KPK Geledah Kantor ATR/BPN, Nusron Wahid Tiga Hari Hilang dari Radar Publik
Tim kurasi konten viral yang menyeleksi berita paling relevan untuk pembaca.

Komisi Pemberantasan Korupsi (KPK) menggeledah Kantor Kementerian ATR/BPN di Jakarta, Kamis (17/9), mengamankan dokumen dan barang bukti elektronik terkait dugaan suap pengurusan Hak Guna Bangunan (HGB) PT Summarecon Agung Tbk, sementara Menteri Nusron Wahid belum einmal muncul ke publik sejak anak buahnya tertangkap operasi tangkap tangan (OTT) tiga hari lalu.
Penggeledahan menyasar tiga ruang Direktur Jenderal vital: Pengendalian dan Penertiban Tanah dan Ruang (Lampri), Survei dan Pemetaan Pertanahan (Virgo Eresta Jaya), serta Penetapan Hak dan Pendaftaran Tanah (Asnaedi), beserta sejumlah ruang direktorat terkait. Juru Bicara KPK Budi Prasetyo mengonfirmasi barang bukti berupa dokumen dan BBE yang berkaitan dengan mekanisme layanan di kementerian itu.
Ketidakhadiran Nusron sudah terlihat sejak Selasa (15/9), saat ia absen di rapat Komisi II DPR membahas aset daerah dan BUMD. Hanya Wakil Menteri Ossy Dermawan yang hadir bersama Menteri Dalam Negeri Tito Karnavian dan sejumlah Gubernur. Keesokan harinya, Rabu (16/9), Nusron kembali bolos di rapat penetapan RKA 2027; Ossy mengaku ditugaskan tapi tak mau jelaskan "agenda lain" yang dihadiri atasannya.
Kasus ini telah melahirkan delapan orang tersangka dalam skema suap pengurusan HGB yang melibatkan pengembang properti besar itu. Selama 72 jam terakhir, Nusron menutup diri total: tidak ada keterangan resmi, tidak ada konferensi pers, dan upaya CNNIndonesia.com menghubungi beliau maupun stafnya tetap gagal memperoleh respons.

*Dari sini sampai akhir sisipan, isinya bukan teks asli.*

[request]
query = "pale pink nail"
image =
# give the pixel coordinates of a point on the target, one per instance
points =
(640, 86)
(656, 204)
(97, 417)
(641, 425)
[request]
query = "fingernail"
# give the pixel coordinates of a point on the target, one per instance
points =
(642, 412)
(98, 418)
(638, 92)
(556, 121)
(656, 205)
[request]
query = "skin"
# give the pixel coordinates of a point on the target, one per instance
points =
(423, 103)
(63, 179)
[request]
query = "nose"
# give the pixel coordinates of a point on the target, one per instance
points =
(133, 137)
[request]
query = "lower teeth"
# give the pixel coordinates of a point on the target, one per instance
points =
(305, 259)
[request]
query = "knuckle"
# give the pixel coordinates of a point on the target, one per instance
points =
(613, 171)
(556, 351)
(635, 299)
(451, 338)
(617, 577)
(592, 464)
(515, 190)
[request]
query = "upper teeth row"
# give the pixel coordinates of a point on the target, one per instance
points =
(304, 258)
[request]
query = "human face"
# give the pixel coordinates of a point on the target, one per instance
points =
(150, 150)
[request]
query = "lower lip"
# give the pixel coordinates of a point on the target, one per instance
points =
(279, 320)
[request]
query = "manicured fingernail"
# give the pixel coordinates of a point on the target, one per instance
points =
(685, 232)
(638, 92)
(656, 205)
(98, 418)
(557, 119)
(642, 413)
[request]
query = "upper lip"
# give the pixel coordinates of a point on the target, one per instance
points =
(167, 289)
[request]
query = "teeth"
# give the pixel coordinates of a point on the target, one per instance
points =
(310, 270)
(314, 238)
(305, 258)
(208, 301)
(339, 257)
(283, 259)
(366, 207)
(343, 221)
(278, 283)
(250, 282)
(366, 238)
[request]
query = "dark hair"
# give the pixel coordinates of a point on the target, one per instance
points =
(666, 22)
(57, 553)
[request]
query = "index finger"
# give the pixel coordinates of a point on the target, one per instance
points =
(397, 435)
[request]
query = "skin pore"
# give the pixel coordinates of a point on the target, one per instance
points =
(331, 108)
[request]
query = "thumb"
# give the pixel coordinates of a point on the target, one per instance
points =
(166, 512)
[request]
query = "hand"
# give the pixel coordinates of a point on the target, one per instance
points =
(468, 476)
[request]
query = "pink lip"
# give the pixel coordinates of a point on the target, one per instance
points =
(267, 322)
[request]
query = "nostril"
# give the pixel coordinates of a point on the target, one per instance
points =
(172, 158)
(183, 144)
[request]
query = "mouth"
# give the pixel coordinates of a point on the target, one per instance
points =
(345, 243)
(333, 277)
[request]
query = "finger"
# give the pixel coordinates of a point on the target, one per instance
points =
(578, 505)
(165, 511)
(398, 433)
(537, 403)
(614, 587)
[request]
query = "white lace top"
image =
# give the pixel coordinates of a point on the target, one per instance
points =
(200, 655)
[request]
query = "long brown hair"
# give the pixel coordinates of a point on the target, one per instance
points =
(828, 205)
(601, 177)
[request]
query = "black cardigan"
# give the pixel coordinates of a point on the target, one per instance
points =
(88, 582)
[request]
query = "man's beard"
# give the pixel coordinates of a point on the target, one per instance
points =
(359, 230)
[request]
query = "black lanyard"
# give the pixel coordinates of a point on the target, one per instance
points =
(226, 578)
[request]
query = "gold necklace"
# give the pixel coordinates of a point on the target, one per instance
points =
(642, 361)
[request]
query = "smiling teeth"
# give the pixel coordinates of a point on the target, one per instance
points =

Kehilangan komando di puncak kementerian yang mengurus sertifikasi tanah negara menciptakan kekosongan kekuasaan yang berbahaya. Ribuan pegawai dan pemohon hak atas tanah tersandung ketidakpastian, sementara spekulasi publik soal nasib Nusron—apakah aman, disembunyikan, atau mempersiapkan pertahanan hukum—berputar tanpa jawaban.
Analisis Redaksi
Absennya Nusron di tiga forum strategis beruntun—dua di DPR dan satu saat geledah kantornya—bukan sekadar kecelakaan jadwal. Itu adalah sinyal visual yang nyaring: pemimpin institusi yang ditembak anak buahnya memilih mengungsi dari mata publik. Alasan "agenda lain" yang dibawakan Ossy Dermawan justru memperparah kecurigaan; transparansi adalah satu-satunya obat keracunan spekulasi, dan Nusron justru meminum racun sendiri dengan berdiam diri.
Fokus geledah ke tiga Dirjen inti—Penertiban, SPPR, dan PHPT—menunjukkan KPK tidak lagi bermain di pinggir. Mereka menembak jantung birokrasi pertanahan: penetapan hak, pengukuran, dan penertiban. Delapan tersangka sudah cukup untuk membongkar rantai komando, tapi pertanyaan kritis tetap: apakah aliran uang suap sampai ke meja Menara? Jika Nusron tidak segera muncul dengan sikap terbuka—bukan lewat perwakilan—tekanan politik bagi Presiden untuk mencabut kepercayaan akan semakin tak terhindarkan, terlepas dari status hukumnya yang belum tersangka.